Miles urbanus longo Caesarum sacramento imbutus et ad destituendum Neronem arte magis et impulsu quam suo ingenio traductus, postquam neque dari donativum sub nomine Galbae promissum neque magnis meritis ac praemiis eundem in pace quem in bello locum praeventamque gratiam intellegit apud principem a legionibus factum, pronus ad novas res scelere insuper Nymphidii Sabini praefecti imperium sibi molientis agitatur. Et Nymphidius quidem in ipso conatu oppressus, set quamvis capite defectionis ablato manebat plerisque militum conscientia, nec deerant sermones senium atque avaritiam Galbae increpantium.

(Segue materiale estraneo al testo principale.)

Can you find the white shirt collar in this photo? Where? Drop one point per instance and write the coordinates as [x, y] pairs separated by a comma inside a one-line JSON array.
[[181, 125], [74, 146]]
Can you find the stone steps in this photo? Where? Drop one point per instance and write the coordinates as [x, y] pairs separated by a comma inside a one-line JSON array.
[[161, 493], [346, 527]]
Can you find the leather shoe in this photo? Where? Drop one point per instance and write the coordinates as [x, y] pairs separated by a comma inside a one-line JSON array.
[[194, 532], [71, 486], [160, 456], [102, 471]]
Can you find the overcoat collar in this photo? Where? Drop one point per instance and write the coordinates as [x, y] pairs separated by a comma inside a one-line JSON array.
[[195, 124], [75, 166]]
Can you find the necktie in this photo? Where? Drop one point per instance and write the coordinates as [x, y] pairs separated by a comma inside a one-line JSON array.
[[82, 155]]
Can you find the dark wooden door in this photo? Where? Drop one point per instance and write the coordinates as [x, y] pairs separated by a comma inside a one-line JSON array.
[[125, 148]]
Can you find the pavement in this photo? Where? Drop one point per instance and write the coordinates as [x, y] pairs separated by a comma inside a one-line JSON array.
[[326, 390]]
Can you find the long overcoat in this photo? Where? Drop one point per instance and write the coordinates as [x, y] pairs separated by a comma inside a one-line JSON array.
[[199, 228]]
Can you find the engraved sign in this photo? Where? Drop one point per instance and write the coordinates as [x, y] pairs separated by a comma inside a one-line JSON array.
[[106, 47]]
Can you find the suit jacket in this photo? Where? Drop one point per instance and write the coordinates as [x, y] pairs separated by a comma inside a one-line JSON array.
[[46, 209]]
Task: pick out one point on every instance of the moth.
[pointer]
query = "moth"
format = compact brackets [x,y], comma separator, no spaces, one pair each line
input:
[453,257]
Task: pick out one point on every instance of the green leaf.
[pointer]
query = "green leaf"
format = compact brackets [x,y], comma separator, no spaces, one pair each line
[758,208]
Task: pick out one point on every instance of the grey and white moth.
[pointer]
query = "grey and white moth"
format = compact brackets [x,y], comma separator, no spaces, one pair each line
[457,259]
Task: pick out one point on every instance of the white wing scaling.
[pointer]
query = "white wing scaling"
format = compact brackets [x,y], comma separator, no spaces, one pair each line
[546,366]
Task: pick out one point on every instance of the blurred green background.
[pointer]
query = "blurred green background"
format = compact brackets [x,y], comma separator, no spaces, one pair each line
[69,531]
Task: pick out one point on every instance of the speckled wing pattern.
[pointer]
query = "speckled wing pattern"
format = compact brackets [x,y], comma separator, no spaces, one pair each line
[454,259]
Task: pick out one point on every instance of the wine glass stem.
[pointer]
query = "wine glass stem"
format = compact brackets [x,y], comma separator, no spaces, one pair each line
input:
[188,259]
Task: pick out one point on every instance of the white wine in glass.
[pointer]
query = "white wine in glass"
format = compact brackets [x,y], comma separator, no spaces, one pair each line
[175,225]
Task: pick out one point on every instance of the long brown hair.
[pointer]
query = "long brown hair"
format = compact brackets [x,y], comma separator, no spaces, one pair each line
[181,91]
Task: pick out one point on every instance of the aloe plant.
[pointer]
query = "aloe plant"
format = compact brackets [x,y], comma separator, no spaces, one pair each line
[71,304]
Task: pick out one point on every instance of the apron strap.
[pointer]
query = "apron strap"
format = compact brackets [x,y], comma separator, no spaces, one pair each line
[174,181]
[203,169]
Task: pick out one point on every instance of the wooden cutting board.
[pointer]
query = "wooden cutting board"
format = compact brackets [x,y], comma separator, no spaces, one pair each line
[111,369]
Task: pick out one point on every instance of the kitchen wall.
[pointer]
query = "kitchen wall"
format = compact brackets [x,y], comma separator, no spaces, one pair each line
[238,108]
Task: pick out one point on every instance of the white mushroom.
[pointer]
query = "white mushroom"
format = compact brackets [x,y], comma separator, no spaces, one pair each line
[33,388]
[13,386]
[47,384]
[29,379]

Laudata olim et militari fama celebrata severitas eius angebat aspernantis veterem disciplinam atque ita quattuordecim annis a Nerone adsuefactos ut haud minus vitia principum amarent quam olim virtutes verebantur. Accessit Galbae vox pro re publica honesta, ipsi anceps, legi a se militem, non emi; nec enim ad hanc formam cetera erant.

Traduzione all'italiano


I reparti di stanza a Roma, tradizionalmente devoti al giuramento di fedeltà ai Cesari, e che a destituire Nerone s'eran lasciati indurre da intrighi e sollecitazioni esterne più che da ragioni proprie, come si videro negato il donativo promesso in nome di Galba e capirono che la pace non garantiva loro, quanto la guerra, occasione di decisive benemerenze e conseguenti premi e che nel favore del principe erano stati scavalcati dalle legioni che l'avevano portato, si mettono di nuovo in fermento, provocati anche dal delittuoso progetto del prefetto Ninfidio Sabino, che mirava al potere. Nel corso del suo tentativo Ninfidio cadde, ma se anche la rivolta venne decapitata, restava in molti soldati, nei più, la consapevolezza del gesto e non mancavano sfavorevoli commenti sulla vecchiaia e l'avarizia di Galba. La sua severità, altre volte lodata e vantata dagli stessi soldati nei loro discorsi, adesso opprimeva chi rifiutava l'antica disciplina, anche per l'abitudine, contratta nei quattordici anni di Nerone, ad amare i vizi del principe quanto in passato a rispettarne le virtù. Finì per contare anche una frase di Galba: "I soldati li arruolo, non li compero", dettata da un lodevole senso dello stato, ma pericolosa per lui: ormai la realtà politica ad altri criteri si ispirava.